2. Eliminando-se os artifícios retóricos que são a praga do Direito brasileiro, a questão dos embargos infringentes é, no fundo bem simples, conforme a ministra Cármen Lúcia exprimiu com a clareza e brevidade que lhe são peculiares: pode uma regra particular a um tribunal superpor-se a uma regra geral que afeta a todos os tribunais?

A regra geral é a não admissibilidade dos tais embargos. A regra particular é a do Regimento Interno do STF.

A situação é idêntica ao que acontece com qualquer jogo. Como um jogo, o sistema judicial tem regras. Regras não podem ser contraditórias. E regras de um subjogo do jogo geral não podem contrapor-se às regras deste último. Aceitá-lo significa aceitar um sistema inconsistente.

É como o jogo de futebol. Imagine-se que exista um estádio, de um certo clube, em que o dono definiu que jogos ali promovidos contarão com a seguinte regra adicional: se o time da casa está perdendo, então poderá colocar em campo um gandula para funcionar como segundo goleiro.

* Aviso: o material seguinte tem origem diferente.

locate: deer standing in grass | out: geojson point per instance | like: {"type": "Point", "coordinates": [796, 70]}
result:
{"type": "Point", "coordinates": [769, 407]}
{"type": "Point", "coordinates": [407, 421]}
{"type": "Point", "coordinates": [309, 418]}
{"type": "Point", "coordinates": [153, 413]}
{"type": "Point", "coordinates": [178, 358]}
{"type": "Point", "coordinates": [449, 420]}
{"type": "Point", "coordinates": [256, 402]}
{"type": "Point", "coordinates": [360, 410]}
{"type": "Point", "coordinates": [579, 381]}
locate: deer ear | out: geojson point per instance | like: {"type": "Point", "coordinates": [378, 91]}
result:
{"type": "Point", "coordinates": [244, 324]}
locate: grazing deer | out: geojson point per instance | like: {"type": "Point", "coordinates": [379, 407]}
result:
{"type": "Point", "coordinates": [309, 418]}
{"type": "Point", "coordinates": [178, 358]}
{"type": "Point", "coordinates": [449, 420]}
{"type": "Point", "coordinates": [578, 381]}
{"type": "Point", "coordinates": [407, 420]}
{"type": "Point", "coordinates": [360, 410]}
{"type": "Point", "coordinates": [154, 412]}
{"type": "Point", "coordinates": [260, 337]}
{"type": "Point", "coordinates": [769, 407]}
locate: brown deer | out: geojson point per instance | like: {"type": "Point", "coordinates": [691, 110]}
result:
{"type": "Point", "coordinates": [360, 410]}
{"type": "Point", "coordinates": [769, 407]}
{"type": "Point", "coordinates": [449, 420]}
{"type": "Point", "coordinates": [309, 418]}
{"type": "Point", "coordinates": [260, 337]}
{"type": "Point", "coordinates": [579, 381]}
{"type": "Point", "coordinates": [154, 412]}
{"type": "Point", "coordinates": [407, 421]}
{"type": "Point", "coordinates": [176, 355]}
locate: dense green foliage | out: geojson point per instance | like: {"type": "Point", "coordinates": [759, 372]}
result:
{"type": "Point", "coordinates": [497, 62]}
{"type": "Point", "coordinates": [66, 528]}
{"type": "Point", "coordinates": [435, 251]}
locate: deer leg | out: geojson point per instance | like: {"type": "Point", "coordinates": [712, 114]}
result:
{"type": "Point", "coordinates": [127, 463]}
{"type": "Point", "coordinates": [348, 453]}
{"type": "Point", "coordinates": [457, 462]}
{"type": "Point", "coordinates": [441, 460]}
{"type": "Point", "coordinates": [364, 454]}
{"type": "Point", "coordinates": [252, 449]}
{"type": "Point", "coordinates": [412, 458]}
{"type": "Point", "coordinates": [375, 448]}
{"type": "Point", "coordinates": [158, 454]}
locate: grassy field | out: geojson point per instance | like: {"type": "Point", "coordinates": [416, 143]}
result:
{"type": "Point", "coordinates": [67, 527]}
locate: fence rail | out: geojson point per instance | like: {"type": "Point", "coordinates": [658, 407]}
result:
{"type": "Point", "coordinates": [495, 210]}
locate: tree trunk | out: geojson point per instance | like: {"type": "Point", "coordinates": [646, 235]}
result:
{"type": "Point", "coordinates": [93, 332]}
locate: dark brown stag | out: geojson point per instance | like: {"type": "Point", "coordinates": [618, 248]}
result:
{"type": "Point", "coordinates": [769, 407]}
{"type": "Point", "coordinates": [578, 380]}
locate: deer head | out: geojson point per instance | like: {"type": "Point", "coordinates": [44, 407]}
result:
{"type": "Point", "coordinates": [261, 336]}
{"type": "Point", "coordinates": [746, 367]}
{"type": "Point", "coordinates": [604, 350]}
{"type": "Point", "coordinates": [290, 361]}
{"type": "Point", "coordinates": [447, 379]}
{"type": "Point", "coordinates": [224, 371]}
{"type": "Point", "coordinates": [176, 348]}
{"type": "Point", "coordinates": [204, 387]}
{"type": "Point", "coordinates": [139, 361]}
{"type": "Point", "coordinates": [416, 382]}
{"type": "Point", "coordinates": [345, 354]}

No futebol, ninguém aceitaria a aplicação de tal regra, pois ela estaria em conflito com a regra geral.

3. A justificativa dos proponentes da admissibilidade dos embargos infringentes se baseia numa interpretação meramente gramatical dos códigos (outra praga comum), sob o pretexto do chamado “garantismo”: deve-se garantir o direito dos réus, mesmo que a regra em questão seja incompatível com o restante das regras do jogo. Mas como fica a “garantia” dos que não contam com a regra, porque os tribunais em que seus casos correm obedecem à regra geral? Ao “garantirem” o direito dos réus do mensalão, esses ministros desgarantirão (com o perdão do neologismo) o direito de todos os demais réus em causas que correm no resto do sistema judicial do país.

Em outras palavras, isso de “garantismo” não convence, por ser contraditório.

4. Tem completa razão o ministro Roberto Barroso ao frisar que não deve decidir em resposta ao que as ruas esperam. Os ministros devem votar tecnicamente e ponto final. Se as decisões desagradam quem gostaria que fosse diferente, tanto pior para quem assim imaginava.

Da mesma forma que os réus do mensalão não devem ser beneficiados porque o STF contém um dispositivo que está em contradição com o resto do sistema judicial, não devem tampouco ser prejudicados só porque o caso é célebre.

5. Por outro lado, o significado político do julgamento da Ação Penal 470 sempre foi muito evidente para todo mundo, incluindo-se os ministros do STF. É esse significado que recomenda o tratamento mais célere possível a outra Ação Penal que corre na Corte, a de número 536, relativa ao Mensalão mineiro, que implica o ex-governador Eduardo Azeredo.   Distribuído em maio de 2010 ao ministro Joaquim Barbosa, o processo foi conduzido por este até junho deste ano, quando foi transferido ao novo ministro Roberto Barroso.

A redistribuição não traz bons prenúncios – não pelas pessoas dos ministros, mas porque, evidentemente, Barroso terá de inteirar-se do processo para poder elaborar o seu voto, o que demandará meses e meses.

Para evitar que a transferência de responsabilidade venha a ser entendida como tergiversação do STF em benefício dos tucanos, melhor seria se essa redistribuição fosse revertida e que Joaquim Barbosa continuasse como relator.

Antecipando-me a objeções no sentido de que o presidente do STF não pode relatar processos, note-se que o Regimento Interno da Corte não contém qualquer dispositivo nessa direção. A justificativa que consta dos andamentos da Ação Penal 536 é o Artigo 38 do RI, que trata de redistribuições de modo geral em certas condições – entre as quais não se inclui a ascensão do antigo relator à Presidência da Corte.